Recuso-me a ir por aí. Tendo em conta a minha experiência nos Estados Unidos e em Portugal, há razões latentes associadas às três dimensões do triângulo: 1) instabilidade nas políticas públicas da academia (ensino superior e ciência); 2) falta de cultura inovadora e e dimensão internacional das nossas empresas; e 3) academia ainda distante das empresas e paralisada nacionalmente com limitados recursos financeiros.

Antes de começar a minha argumentação, faço uma ressalva: nem tudo é mau e tem havido progressos nos últimos anos no desenvolvimento deste triângulo.

O ensino superior e a ciência estão interligados por definição. Embora possa haver ciência sem ensino superior, não há ensino superior sem ciência. A ciência geralmente avança não por grandes saltos de descoberta, mas por pequenos passos orientados, o que exige previsibilidade do sistema.

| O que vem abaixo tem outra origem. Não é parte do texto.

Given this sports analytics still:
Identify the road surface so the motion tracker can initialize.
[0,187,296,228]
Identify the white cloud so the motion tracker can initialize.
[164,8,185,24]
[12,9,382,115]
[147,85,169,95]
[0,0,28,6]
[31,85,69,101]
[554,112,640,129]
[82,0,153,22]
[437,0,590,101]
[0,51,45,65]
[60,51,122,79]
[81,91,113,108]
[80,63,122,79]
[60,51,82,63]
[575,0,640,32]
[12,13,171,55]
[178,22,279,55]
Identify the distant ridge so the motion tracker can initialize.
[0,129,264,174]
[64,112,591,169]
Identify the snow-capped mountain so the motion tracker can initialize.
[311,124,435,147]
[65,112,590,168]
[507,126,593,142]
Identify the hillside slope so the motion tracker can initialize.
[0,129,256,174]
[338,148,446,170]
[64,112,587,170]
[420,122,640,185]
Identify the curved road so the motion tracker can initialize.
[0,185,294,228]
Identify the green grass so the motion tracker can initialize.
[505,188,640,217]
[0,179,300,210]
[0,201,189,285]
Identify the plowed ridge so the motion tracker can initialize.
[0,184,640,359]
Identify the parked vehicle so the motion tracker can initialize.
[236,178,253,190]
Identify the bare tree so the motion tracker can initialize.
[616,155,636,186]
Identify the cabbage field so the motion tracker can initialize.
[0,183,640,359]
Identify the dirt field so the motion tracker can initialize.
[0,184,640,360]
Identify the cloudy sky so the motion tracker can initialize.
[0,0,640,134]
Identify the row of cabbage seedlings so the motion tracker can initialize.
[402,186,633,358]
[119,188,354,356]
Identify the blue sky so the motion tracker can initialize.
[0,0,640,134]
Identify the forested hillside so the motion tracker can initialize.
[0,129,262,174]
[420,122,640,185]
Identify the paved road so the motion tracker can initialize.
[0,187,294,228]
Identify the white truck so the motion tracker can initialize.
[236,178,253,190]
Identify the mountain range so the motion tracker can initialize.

Por exemplo, o Governo conseguiu com a norma transitória do Decreto-Lei n.º 57/2016 dar temporariamente mais estabilidade aos jovens doutorados, através de contratos de até seis anos concedidos pela Fundação para a Ciência e a Tecnologia (FCT). Mas o que acontecerá daqui a cerca de três anos quando os contratos terminarem? Provavelmente, os contratos não serão renovados pela FCT. Estarão os laboratórios colaborativos (ou associados) capazes de assumirem responsabilidades na contratação dos mesmos? Teremos então um sistema empresarial mais maduro para absorver esses investigadores? Que políticas e incentivos estão previstos para estimular a incorporação desses doutorados nas empresas? Há ainda muita imprevisibilidade.

A ainda baixa internacionalização da nossa academia e a falta de cultura de inovação das nossas empresas são materializadas pelo baixo número de projetos financiados pelos programas europeus. Por exemplo, os Países Baixos têm cerca de duas vezes a nossa população, mas têm quase seis vezes mais Consolidator Grants financiadas pelo European Research Council. O triângulo do conhecimento do European Institute of Innovation & Technology (fundado em 2008) é uma oportunidade ainda distante da nossa realidade. Nós precisamos de mais investimento interno para alavancarmos a nossa ciência e ficarmos mais competitivos no contexto europeu.

Há um outro elemento que é frequentemente adicionado à tríade governo-empresas-academia dos Estados Unidos - as fundações filantrópicas. Quantas fundações são criadas em Portugal com fins específicos de apoio à ciência? Para além da Fundação Calouste Gulbenkian, a Fundação Champalimaud é uma bênção nacional, mas insuficiente para substituir o Governo nas suas funções de apoio à ciência. Será o número reduzido de fundações filantrópicas resultado da falta de cultura científica das empresas e dos empregadores ao longo das últimas décadas? Relembro que Jennifer Doudna teve apoio da Gates Foundation no seu caminho para o sistema CRISPR.

O ensino superior, fortemente regulado e pouco flexível nos modelos de gestão, condiciona as instituições na procura de soluções mobilizadoras da aplicação da investigação e de ligação às empresas. Os critérios de funcionamento dos seus ciclos de estudos são constantemente alterados. O reconhecimento de diplomas de estudantes internacionais para atribuição de bolsas é bastante moroso. Não estará na altura de aligeirar a regulamentação e dar mais liberdade às instituições para definirem o seu destino e para se internacionalizarem? O nível de regulação deve acompanhar a maturidade das instituições.

Há uma miríade de exemplos que pode ser levantada para identificar as lacunas do nosso triângulo. Contudo, não haverá triângulos, pentágonos ou icosaedros que funcionem, se não houver financiamento, seja ele público ou privado. Não podemos andar a retocar o sistema e olhar para os papers e as métricas para demonstrar a nossa evolução científica. Se o país quer avançar cientificamente, e quer ser competitivo nos programas europeus de financiamento, então procuremos soluções que nos permitam rapidamente convergir com a média da União Europeia e transformar os 1,5% em 3% do PIB nacional de investimento em I&D.